O corporativismo é uma marca do Congresso. Legislatura após legislatura, deputados e senadores fazem o possível e o impossível para não punir os colegas, criando uma rede de solidariedade e de autoproteção que acaba beneficiando todos os parlamentares. A lógica é simples: quem blinda hoje será blindado amanhã, independentemente da coloração partidária.
Em tempos de polarização, no entanto, fissuras têm aparecido no conhecido espírito de corpo do Legislativo. Prova disso é o debate que será realizado pelos deputados sobre pedidos de cassação de mandato, cujos alvos são expoentes tanto do governo quanto da oposição.

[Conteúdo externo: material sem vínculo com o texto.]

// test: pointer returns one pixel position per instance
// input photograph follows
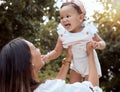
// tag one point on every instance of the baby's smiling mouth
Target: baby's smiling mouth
(67, 26)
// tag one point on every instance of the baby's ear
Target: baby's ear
(82, 16)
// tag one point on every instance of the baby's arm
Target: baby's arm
(98, 42)
(54, 53)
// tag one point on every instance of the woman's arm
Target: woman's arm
(65, 65)
(54, 53)
(93, 75)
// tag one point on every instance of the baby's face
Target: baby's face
(70, 19)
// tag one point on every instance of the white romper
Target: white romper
(78, 41)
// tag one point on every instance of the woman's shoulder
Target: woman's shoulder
(58, 85)
(49, 85)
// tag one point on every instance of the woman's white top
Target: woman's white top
(78, 41)
(58, 85)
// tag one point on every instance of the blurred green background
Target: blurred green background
(25, 18)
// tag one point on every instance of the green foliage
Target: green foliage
(109, 29)
(22, 18)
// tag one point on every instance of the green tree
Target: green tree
(109, 28)
(23, 18)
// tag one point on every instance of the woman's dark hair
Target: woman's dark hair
(15, 67)
(76, 7)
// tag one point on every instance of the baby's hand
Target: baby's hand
(95, 44)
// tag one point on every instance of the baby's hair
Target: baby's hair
(76, 7)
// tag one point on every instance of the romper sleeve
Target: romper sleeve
(60, 29)
(58, 85)
(92, 29)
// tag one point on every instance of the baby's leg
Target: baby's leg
(75, 77)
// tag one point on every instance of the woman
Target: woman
(20, 62)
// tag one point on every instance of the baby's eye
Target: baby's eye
(61, 17)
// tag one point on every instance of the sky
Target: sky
(90, 6)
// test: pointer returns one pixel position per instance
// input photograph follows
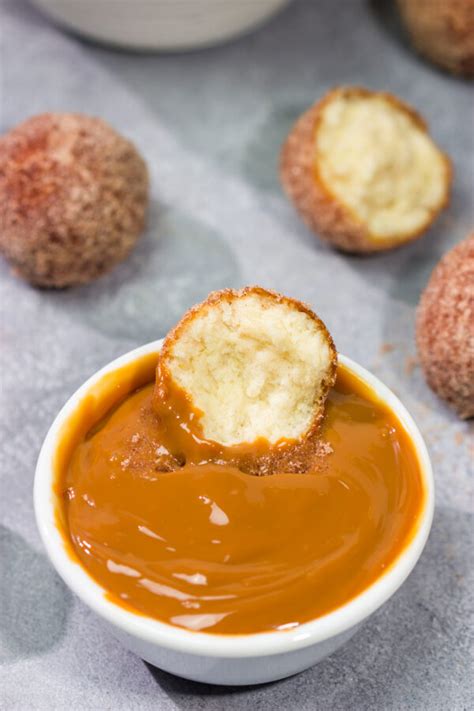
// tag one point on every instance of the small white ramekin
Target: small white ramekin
(226, 659)
(160, 24)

O caso mais encaminhado é o do deputado Glauber Braga (PSol-RJ). Em abril, o Conselho de Ética da Câmara recomendou a sua cassação por ter agredido um militante do Movimento Brasil Livre (MBL) que o havia provocado com perguntas sobre o estado de saúde de sua mãe, que morreria logo depois.

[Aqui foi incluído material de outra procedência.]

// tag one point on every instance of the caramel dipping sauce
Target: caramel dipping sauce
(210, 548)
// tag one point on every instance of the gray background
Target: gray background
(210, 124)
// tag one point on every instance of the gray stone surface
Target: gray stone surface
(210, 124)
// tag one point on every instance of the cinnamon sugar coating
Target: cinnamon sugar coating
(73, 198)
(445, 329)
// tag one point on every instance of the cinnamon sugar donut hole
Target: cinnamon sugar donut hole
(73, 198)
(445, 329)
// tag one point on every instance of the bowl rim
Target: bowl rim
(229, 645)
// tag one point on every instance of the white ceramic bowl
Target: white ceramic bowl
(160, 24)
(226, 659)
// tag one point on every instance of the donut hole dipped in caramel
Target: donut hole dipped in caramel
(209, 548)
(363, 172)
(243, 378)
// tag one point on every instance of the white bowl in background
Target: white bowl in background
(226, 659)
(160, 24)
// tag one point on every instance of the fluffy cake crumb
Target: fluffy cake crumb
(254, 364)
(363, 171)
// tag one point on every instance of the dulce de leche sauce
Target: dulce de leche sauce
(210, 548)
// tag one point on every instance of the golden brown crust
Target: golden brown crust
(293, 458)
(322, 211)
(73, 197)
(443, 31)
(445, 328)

Considerado um desafeto do Centrão, grupo ao qual faz oposição ferrenha, Braga dificilmente escapará da punição, que depende apenas de votação no plenário da Câmara. Colada a ele na fila, aparece a deputada Carla Zambelli (PL-SP), que foi condenada pela Primeira Turma do Supremo Tribunal Federal (STF) a dez anos de prisão por falsidade ideológica e invasão ao sistema do Conselho Nacional de Justiça (CNJ).
Após a decisão do STF, governistas fizeram pressão sobre o presidente da Câmara, Hugo Motta (Repúblicanos-PB), para que a perda do mandato fosse realizada imediatamente. Integrantes do PL, partido de Jair Bolsonaro, agiram em sentido contrário, o que levou Motta a despachar o caso da deputada para a Comissão de Constituição e Justiça (CCJ), onde aguarda parecer.

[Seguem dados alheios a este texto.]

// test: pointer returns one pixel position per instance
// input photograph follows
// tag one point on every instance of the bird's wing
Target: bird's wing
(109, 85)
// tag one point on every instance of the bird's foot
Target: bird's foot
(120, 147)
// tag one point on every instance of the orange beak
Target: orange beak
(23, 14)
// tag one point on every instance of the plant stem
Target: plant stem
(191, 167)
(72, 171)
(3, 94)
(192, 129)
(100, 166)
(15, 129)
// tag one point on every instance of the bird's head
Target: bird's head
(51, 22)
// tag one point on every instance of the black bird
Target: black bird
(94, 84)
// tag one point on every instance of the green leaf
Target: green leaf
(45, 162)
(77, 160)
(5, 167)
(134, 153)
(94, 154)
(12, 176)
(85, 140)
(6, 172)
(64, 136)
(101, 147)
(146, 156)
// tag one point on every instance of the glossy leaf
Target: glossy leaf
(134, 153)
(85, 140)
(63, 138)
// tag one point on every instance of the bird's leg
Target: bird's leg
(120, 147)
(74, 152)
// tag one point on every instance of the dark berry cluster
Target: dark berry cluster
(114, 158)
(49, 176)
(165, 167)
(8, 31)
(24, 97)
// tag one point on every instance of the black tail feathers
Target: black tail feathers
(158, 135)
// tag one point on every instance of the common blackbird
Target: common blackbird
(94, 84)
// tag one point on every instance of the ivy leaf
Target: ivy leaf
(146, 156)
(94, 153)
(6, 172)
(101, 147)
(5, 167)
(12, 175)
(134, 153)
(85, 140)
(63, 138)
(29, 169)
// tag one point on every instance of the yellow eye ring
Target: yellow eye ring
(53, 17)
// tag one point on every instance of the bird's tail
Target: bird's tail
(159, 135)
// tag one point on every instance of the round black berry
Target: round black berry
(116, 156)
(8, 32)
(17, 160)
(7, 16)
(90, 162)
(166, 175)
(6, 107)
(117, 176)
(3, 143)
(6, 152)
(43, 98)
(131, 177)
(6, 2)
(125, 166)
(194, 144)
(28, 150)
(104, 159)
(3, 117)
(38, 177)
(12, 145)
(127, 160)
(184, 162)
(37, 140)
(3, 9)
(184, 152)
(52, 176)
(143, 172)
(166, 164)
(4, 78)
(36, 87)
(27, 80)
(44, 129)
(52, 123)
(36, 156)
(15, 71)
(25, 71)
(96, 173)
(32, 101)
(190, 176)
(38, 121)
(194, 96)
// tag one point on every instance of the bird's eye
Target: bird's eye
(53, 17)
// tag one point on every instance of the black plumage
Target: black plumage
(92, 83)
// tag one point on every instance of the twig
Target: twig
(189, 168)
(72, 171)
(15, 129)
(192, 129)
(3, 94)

Zambelli preferiu não esperar pela pena do STF e o julgamento dos colegas e fugiu do país. Na terça-feira 29, ela foi presa em Roma, na Itália, e depois transferida para um presídio. O governo Lula trabalhará por sua extradição, e a base aliada retomará a ofensiva para que a outrora estrela bolsonarista tenha o mandato cassado.
O grande embate, no entanto, deve ocorrer no caso do deputado federal Eduardo Bolsonaro (PL-SP), que se licenciou do mandato, mudou para os Estados Unidos e, de lá, ajudou a convencer o presidente dos Estados Unidos, Donald Trump, a anunciar um tarifaço sobre produtos brasileiros, além de sanção ao ministro do STF Alexandre de Moraes.
A bancada do PT na Câmara quer a cassação de Eduardo Bolsonaro, alegando que ele conspira contra a soberania e a economia do país. Não será fácil atingir esse objetivo. O Centrão, que costuma ser o fiel da balança nas votações, não quer saber dessa briga nem de tomar partido na polarização. Além disso, os oposicionistas apostarão na estratégia de criar mais confusão.
Uma das ideias dos aliados do ex-presidente Bolsonaro é retomar a tentativa de cassar o mandato de André Janones (Avante-MG), aliado de Lula, usando como base o acordo que o deputado fechou com a Procuradoria-Geral da República no qual concorda devolver 130 000 reais à Câmara como reparação pela prática de rachadinha em seu gabinete. Rompido o pacto corporativista, é cada um por si.